مَّغۡفِرَةࣰ - فَضۡلࣰاۗ kelimelerindeki tenvin tazim ve kesret ifade eder. Bu iki kelime arasında murâât-ı nazîr sanatı vardır.
ٱلشَّیۡطَـٰنُ یَعِدُكُمُ ٱلۡفَقۡرَ وَیَأۡمُرُكُم بِٱلۡفَحۡشَاۤءِۖ cümlesi ile وَٱللَّهُ یَعِدُكُم مَّغۡفِرَةࣰ مِّنۡهُ وَفَضۡلࣰاۗ cümlesi arasında üçlü mukabele vardır. (Fatma SErap Karamollaoğlu, Kuran Işığında Belagat Dersleri, Bedii İlmi, S. 40)
Bu cümlede یَعِدُكُم kelimesinde tehekküm istiaresi vardır. وعد fiili aslında güzel şeyler için kullanılır.
[Allah size katından mağfiret ve bir lutuf vaad eder.] Yani verdiğiniz sadakalar ve zekâtlar sebebiyle günahlarınızı affedeceğini müjdeler. Yine sizleri, verdiklerinizin yerine daha dünyadayken başka nimetler, âhirette de sevap vermek suretiyle lutuflandırmakla müjdeler. (Ömer Nesefî / Et-Teysîr Fi’t-Tefsîr)
وَاللّٰهُ وَاسِعٌ عَل۪يمٌۚ
Ayetin son cümlesindeki وَ istînâfiyedir. Cümlenin mâkabline matuf olduğu da söylenmiştir. Subut ifade eden isim cümlesi formunda, faide-i haber ibtidaî kelamdır.
Ayette mütekellimin Allah Teâlâ olması dolayısıyla, Allah lafzında tecrîd sanatı vardır. Müsnedin ileyhin tüm esma-i hüsnayı ve kemâl sıfatları bünyesinde barındıran lafza-i celâlle marife olması tazim, telezzüz, teberrük ve ikaz içindir.
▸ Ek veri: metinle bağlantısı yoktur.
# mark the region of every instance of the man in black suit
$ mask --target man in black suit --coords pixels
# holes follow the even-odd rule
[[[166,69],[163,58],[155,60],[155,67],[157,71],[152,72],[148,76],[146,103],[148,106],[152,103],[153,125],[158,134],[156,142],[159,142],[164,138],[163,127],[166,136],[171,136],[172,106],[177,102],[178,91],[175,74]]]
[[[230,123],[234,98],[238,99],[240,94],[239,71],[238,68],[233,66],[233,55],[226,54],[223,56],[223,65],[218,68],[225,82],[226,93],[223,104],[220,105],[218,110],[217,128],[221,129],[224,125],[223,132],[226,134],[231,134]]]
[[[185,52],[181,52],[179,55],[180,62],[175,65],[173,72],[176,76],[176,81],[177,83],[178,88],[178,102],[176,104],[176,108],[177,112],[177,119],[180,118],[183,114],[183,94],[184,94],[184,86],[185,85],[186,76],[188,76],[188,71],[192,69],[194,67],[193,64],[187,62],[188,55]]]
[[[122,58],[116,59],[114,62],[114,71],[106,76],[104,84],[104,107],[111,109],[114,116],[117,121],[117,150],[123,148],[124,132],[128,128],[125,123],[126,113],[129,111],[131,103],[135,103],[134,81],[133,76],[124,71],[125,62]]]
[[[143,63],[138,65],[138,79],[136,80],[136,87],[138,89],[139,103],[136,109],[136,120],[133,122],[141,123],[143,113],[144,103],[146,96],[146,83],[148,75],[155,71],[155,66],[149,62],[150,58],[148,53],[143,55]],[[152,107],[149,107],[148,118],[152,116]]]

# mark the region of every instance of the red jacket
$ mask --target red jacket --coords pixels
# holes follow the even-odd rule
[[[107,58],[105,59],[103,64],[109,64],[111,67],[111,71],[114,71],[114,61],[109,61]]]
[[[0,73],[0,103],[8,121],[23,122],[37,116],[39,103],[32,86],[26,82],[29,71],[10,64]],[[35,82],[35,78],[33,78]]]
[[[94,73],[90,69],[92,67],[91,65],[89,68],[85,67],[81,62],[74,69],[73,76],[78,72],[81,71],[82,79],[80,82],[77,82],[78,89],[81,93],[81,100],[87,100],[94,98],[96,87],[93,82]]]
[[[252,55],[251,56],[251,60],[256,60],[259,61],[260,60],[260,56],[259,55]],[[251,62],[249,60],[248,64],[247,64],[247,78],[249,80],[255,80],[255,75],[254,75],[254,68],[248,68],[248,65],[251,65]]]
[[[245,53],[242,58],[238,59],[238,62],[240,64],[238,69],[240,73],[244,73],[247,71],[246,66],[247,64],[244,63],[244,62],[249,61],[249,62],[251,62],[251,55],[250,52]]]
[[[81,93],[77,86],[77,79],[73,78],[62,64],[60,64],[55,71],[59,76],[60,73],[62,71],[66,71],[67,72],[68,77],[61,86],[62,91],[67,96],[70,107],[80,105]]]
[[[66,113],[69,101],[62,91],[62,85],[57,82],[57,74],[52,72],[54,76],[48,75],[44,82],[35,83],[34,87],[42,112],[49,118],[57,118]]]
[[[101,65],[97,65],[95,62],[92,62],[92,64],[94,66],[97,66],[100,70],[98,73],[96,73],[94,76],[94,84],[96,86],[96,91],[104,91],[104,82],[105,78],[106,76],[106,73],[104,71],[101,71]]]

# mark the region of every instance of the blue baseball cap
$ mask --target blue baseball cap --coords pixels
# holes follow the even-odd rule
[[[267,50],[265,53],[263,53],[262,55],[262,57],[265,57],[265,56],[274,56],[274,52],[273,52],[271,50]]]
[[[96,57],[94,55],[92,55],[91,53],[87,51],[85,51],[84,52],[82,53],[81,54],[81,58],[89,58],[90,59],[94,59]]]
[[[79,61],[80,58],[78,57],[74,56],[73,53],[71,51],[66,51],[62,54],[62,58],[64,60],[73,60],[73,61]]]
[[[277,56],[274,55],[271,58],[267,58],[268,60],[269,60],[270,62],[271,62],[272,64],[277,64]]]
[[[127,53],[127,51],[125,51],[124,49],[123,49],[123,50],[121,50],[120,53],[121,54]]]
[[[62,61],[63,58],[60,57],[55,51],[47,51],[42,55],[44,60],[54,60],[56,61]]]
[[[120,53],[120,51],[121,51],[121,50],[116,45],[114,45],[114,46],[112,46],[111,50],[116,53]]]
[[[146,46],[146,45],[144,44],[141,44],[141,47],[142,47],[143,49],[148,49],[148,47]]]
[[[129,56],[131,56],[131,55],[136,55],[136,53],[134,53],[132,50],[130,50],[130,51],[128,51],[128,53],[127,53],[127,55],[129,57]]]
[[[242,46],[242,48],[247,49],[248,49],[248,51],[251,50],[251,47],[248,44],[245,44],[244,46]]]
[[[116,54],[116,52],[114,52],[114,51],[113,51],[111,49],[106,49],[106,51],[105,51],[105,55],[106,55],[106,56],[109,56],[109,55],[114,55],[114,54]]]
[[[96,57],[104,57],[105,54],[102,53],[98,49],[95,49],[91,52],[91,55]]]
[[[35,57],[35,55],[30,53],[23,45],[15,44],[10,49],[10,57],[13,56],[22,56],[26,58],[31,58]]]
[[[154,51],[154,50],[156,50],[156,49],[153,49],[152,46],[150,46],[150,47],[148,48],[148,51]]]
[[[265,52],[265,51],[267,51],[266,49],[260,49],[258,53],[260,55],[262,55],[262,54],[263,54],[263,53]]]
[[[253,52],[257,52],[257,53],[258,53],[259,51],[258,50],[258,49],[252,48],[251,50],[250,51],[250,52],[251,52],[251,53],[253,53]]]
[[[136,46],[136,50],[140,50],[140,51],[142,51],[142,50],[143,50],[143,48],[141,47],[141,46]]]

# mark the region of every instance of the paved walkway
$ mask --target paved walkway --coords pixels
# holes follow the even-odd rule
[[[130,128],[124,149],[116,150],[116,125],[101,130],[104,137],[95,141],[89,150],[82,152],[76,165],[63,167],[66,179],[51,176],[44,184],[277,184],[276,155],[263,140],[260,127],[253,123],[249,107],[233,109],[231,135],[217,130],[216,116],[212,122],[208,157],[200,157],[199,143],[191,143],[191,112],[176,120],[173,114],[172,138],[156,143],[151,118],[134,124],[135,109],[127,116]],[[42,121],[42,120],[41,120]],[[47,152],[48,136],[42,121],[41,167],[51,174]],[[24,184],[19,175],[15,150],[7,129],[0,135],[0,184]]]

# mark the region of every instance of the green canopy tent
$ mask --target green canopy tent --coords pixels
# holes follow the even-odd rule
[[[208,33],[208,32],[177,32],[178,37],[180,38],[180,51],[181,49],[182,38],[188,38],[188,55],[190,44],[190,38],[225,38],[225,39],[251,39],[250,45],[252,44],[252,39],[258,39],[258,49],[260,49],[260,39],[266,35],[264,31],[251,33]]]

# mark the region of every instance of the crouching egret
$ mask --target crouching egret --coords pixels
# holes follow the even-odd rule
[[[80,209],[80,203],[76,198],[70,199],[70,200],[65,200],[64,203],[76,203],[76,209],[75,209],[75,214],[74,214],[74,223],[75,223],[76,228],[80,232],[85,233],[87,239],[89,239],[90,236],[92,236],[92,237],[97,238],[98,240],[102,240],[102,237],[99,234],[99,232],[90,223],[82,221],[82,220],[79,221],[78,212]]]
İki haber olan, Allah'ın وَ ٰسِعٌ ,عَلِیمࣱ sıfatlarının tenvinli gelişi bu sıfatların Allah Teâlâda varlık derecesinin tasavvur edilemez olduğu, bu sıfatların bir benzerinin olmadığı anlamına gelir. Aralarında وَ olmaması, Allah Teâlâ’da ikisinin de birlikte mevcudiyetini gösterir. Ayrıca bu sıfatlarla ayetin anlamı arasındaki mükemmel uyum, teşabüh-i etrâf sanatıdır. Her ikisi de mübalağa kalıplarındandır. Aralarında mürâât-ı nazîr sanatı vardır.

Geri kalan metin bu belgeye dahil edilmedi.